NatureShare from The National Audubon Society
- Company type: website from environmental non-profit
- Industry: environmental non-profit
- Founded: March 2009
- Headquarters: New York, NY, US
- Key people: David Yarnold, CEO
- Products: see article
- Website: Official website

= NatureShare =

Nature website

NatureShare is a community website for people who love the outdoors. Registered members can collect and post their wildlife sightings and share them with other nature enthusiasts.
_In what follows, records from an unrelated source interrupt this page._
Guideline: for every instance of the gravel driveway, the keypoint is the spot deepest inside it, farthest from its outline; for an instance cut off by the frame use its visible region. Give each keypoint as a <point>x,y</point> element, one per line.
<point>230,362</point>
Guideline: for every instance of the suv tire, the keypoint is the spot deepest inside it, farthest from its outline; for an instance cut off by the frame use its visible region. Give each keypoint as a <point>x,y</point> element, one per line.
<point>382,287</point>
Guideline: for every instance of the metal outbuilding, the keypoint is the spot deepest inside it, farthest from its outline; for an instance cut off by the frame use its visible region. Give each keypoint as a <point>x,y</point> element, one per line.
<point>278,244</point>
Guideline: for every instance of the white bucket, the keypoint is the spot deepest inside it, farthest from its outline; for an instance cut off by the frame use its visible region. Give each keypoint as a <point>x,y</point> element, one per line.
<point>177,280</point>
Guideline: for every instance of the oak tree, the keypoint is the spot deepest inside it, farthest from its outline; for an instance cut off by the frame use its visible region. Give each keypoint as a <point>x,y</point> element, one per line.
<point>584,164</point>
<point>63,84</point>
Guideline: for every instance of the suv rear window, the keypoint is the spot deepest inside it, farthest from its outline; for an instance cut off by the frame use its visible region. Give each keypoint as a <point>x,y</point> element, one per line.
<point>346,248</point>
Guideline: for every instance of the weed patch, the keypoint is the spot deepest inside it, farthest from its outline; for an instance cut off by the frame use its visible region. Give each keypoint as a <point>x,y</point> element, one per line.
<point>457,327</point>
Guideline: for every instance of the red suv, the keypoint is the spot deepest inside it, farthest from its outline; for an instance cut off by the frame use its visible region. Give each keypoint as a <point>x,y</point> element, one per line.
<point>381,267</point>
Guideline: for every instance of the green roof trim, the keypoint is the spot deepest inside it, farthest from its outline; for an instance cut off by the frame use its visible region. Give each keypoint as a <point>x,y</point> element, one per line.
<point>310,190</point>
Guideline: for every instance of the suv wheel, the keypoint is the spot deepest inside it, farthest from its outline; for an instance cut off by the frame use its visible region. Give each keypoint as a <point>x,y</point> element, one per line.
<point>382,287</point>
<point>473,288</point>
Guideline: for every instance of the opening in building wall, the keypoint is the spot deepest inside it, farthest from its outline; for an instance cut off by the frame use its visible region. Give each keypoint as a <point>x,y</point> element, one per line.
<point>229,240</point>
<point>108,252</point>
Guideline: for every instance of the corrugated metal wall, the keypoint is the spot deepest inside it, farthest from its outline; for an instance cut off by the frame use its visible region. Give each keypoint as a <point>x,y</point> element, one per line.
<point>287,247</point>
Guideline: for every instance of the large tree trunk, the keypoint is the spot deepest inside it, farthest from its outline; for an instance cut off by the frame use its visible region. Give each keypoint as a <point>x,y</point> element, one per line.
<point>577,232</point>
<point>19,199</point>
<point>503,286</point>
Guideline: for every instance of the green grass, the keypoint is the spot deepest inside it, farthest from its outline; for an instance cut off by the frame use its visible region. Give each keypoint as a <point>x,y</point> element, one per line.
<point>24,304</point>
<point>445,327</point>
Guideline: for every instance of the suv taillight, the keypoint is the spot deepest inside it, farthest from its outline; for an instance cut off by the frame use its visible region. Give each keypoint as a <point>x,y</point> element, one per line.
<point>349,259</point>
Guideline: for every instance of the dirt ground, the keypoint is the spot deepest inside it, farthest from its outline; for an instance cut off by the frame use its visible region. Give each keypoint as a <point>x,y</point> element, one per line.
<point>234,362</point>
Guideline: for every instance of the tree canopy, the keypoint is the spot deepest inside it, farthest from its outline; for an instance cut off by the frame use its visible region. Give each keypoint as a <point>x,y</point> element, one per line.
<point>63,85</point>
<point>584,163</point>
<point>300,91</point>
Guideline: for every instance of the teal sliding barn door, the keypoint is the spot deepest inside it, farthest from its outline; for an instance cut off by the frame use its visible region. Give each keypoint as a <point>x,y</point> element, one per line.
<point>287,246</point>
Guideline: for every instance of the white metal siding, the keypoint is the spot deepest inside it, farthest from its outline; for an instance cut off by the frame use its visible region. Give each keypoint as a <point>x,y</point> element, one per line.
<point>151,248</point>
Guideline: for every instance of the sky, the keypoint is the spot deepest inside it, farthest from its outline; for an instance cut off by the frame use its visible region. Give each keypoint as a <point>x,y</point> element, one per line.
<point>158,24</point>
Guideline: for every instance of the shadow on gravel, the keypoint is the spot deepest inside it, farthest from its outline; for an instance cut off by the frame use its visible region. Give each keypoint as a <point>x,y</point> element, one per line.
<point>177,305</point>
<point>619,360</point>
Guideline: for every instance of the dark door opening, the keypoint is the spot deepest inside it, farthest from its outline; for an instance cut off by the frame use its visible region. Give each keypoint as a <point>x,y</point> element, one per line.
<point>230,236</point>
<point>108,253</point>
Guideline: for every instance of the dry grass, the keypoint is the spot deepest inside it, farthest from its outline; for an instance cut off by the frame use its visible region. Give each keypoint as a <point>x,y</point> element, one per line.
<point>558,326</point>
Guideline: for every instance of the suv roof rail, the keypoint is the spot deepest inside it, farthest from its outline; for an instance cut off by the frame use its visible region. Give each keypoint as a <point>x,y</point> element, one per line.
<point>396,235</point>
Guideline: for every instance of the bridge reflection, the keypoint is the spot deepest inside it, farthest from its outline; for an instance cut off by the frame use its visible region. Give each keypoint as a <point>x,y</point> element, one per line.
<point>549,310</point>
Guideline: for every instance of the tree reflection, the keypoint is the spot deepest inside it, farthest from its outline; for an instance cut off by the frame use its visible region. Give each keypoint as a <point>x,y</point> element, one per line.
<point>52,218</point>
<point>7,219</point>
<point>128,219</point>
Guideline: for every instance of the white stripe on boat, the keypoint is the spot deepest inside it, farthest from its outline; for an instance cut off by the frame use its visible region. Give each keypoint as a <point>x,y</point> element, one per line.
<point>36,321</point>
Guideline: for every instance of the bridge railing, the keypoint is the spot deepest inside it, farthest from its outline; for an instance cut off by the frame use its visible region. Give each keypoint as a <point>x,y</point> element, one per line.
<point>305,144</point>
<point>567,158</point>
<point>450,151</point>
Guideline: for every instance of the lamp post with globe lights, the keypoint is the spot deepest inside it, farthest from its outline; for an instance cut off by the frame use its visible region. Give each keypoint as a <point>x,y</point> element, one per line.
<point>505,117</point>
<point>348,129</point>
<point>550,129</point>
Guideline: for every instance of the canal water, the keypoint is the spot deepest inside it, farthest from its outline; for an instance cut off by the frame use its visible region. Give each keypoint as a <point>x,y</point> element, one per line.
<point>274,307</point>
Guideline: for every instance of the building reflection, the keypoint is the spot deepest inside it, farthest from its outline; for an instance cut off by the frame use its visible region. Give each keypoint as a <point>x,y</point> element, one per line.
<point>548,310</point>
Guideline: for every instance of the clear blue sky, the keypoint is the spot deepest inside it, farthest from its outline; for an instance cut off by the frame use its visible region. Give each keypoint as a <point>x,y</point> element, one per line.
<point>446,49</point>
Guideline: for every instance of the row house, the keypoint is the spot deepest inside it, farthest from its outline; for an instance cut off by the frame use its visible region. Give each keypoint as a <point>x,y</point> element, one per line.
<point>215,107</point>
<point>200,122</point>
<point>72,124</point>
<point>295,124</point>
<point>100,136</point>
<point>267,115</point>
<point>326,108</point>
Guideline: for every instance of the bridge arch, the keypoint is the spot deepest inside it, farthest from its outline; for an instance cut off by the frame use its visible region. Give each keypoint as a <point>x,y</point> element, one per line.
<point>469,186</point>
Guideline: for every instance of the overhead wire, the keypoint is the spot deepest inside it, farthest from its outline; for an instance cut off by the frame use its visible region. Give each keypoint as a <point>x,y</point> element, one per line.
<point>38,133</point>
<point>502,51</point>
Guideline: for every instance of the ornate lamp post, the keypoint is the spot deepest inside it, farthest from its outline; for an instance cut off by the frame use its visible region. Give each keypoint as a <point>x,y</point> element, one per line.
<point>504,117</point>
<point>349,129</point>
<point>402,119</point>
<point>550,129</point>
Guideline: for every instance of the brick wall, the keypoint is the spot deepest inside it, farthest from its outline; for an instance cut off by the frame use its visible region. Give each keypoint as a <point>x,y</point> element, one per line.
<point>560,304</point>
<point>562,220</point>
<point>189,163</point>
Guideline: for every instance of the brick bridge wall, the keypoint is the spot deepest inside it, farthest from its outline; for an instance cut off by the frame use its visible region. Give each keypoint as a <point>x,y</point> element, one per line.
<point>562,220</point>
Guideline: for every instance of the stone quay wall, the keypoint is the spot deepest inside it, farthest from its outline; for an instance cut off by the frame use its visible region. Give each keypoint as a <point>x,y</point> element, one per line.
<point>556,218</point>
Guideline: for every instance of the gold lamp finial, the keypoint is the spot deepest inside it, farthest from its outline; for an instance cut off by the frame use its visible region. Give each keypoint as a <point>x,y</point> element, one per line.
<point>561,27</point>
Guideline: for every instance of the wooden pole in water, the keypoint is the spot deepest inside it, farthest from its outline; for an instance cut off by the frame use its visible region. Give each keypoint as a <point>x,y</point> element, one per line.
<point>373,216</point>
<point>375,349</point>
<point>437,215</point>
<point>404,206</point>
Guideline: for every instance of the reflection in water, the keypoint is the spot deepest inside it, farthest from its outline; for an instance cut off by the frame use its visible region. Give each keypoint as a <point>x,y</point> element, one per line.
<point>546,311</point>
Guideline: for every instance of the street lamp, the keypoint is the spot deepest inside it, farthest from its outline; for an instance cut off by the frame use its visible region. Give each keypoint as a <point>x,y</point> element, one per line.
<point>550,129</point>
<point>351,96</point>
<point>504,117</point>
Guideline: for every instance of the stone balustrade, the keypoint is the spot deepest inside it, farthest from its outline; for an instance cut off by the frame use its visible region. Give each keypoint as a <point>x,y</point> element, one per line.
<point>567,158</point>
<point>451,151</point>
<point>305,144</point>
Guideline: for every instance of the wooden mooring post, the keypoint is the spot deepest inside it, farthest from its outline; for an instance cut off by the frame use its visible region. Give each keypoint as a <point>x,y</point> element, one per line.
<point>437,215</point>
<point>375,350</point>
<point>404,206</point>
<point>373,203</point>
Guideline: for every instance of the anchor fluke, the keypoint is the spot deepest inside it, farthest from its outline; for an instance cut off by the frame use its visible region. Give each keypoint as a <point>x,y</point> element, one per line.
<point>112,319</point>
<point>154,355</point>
Originally created by NatureShare/Green Mountain Digital, the NatureShare website has been owned and operated by the National Audubon Society since May 2015. The majority of NatureShare users post to and access the site via one of the National Audubon Society's Audubon Guides ‘Birds’ mobile apps, available for free for iOS, Android, and Kindle Fire.

== History timeline==
- March 2009 – Green Mountain Digital is founded
- October 2009 – First four "Audubon Guide" apps are released for iOS: Birds, Trees, Wildflowers, and Mammals
- 2010 – Subsequent "Audubon Guide" apps and Android platform apps released
- July 2012 – Green Mountain Digital becomes NatureShare, raises $1.5M in funding, downloads pass 750,000
- May 2015 – Deal completed for acquisition of all Audubon-branded apps and the NatureShare website by the National Audubon Society
- March 2016 – National Audubon Society launches re-branded and enhanced NatureShare.com.